YugaByte: 7 core IoT developer skills

YugaByte is a newly established company that sets out to deliver what it describes as turnkey distributed consistent and highly available database delivering data access with cache level performance.

The core YugaByte database offering (logically called YugaByte DB) aims to reduce the learning element associated with big brand well known databases to combine what essentially becomes a combo of the best of the SQL and NoSQL paradigms, but in one unified platform.

In essence, YugaByte says it is purpose built for agility inside cloud-native infrastructures — the firm’s founders have suggested that this product represents the new breed of ‘distributed’ systems

Recently emerged from stealth mode [as in corporate launch, not as in video game], Yugabyte is co-founded by ex-Facebook engineers Kannan Muthukkaruppan, Karthik Ranganathan and Mikhail Bautin.

7 core IoT developer skills

Providing the Computer Weekly Developer Network with some insight into its views on software application development for the Internet of Things (a key potential use case for YugaByte, claims the company), the co-founders have suggested 7 core IoT developer skills that programmers need to embrace if they choose to work in the IoT space.

Muthukkaruppan, Ranganathan and Bautin write from this point onwards…

1 – Data Collection:

Typically, data agents are deployed on various devices which can preprocess the raw data if necessary.
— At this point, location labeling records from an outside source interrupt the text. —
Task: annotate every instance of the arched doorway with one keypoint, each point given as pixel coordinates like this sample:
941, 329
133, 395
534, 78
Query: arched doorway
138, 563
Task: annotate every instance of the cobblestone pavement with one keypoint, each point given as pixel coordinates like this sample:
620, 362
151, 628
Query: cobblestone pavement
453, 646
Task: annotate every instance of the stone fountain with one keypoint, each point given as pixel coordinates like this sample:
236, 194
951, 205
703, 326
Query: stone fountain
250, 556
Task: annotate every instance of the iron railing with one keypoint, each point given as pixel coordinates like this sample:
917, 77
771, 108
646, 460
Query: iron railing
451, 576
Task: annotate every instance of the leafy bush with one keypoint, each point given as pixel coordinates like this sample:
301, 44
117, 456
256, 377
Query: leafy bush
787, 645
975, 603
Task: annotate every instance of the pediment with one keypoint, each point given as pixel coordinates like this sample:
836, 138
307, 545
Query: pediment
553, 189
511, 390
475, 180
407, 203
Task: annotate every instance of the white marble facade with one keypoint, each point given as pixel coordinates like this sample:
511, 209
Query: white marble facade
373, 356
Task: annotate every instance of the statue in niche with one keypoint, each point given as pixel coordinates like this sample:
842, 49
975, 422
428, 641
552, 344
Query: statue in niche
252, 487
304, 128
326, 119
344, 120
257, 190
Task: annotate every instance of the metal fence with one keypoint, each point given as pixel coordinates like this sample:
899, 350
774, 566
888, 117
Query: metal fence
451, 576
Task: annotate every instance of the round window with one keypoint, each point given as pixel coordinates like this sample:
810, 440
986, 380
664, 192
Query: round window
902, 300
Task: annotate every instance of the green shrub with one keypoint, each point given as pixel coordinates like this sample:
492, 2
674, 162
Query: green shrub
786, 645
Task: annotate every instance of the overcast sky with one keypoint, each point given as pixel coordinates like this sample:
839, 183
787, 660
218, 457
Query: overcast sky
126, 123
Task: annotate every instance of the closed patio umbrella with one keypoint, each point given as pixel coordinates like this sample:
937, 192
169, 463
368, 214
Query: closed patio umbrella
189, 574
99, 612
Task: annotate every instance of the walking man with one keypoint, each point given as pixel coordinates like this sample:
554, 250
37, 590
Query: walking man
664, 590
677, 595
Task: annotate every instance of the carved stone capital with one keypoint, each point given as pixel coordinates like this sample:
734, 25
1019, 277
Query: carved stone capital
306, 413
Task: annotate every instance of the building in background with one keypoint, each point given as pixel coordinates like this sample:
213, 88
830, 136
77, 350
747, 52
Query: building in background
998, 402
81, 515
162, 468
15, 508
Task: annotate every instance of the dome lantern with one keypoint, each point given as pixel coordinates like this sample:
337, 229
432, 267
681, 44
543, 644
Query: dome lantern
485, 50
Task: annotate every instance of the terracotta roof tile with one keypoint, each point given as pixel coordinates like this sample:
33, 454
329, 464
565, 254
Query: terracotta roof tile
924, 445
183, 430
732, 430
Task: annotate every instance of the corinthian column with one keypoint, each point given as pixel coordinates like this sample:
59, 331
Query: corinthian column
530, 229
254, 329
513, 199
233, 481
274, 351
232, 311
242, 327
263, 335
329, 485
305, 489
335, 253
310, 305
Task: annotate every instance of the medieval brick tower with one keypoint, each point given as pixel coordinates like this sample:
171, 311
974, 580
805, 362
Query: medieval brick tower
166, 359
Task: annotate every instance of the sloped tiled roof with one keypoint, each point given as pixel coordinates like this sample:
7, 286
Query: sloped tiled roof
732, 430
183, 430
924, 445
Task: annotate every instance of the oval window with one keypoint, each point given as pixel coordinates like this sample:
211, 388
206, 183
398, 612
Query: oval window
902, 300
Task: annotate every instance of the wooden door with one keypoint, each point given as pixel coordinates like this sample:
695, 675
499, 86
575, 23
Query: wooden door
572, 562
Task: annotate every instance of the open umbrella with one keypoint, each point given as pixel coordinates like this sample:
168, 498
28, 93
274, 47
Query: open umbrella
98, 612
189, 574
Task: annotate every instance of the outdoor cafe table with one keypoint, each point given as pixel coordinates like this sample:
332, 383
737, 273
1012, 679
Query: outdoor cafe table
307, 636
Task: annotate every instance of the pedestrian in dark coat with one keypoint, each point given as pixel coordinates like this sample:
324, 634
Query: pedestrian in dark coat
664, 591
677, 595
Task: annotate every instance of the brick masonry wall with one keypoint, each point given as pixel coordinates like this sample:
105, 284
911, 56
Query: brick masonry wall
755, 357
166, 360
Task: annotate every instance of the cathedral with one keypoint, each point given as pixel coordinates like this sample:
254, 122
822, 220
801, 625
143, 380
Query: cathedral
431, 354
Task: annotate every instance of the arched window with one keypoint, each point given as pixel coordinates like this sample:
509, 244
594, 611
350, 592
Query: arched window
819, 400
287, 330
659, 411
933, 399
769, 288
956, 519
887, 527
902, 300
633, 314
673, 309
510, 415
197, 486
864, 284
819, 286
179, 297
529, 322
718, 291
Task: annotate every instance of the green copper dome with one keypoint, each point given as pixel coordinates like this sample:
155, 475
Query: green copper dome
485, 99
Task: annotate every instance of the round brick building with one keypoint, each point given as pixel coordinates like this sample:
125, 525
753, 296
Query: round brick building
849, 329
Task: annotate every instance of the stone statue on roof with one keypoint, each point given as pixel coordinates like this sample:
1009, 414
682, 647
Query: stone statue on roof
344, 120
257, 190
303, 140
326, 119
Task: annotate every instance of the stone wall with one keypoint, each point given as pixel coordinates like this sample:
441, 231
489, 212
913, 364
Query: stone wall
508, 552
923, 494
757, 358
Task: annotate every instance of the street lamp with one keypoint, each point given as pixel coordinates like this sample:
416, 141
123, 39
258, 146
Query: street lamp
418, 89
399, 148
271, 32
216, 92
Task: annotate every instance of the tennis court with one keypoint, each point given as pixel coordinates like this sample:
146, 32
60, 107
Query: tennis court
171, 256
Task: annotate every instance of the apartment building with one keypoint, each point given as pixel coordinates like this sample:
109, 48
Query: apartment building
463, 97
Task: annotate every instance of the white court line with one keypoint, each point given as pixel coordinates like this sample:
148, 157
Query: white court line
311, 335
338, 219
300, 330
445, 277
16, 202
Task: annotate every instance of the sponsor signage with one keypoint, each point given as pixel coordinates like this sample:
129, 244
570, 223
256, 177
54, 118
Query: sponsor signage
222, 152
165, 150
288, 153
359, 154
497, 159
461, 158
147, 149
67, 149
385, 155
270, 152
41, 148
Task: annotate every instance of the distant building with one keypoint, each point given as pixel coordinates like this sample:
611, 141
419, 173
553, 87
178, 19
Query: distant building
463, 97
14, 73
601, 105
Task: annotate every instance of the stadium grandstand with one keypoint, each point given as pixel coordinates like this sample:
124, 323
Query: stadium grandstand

These agents then send the data to a well-known endpoint (which is a load-balancer) using a persistent queue. These persistent queues, with the store and forward functionality, are often implemented using an “emitter” component of a messaging bus solution such as Apache Kafka.

2- Data Ingestion:  

The data received by the load-balancer is sent to the “receiver” component of the messaging bus, again Apache Kafka being a popular choice. Very often, these massive streams of data coming from edge are written to a database for persistence, and sent to real-time data processing pipelines.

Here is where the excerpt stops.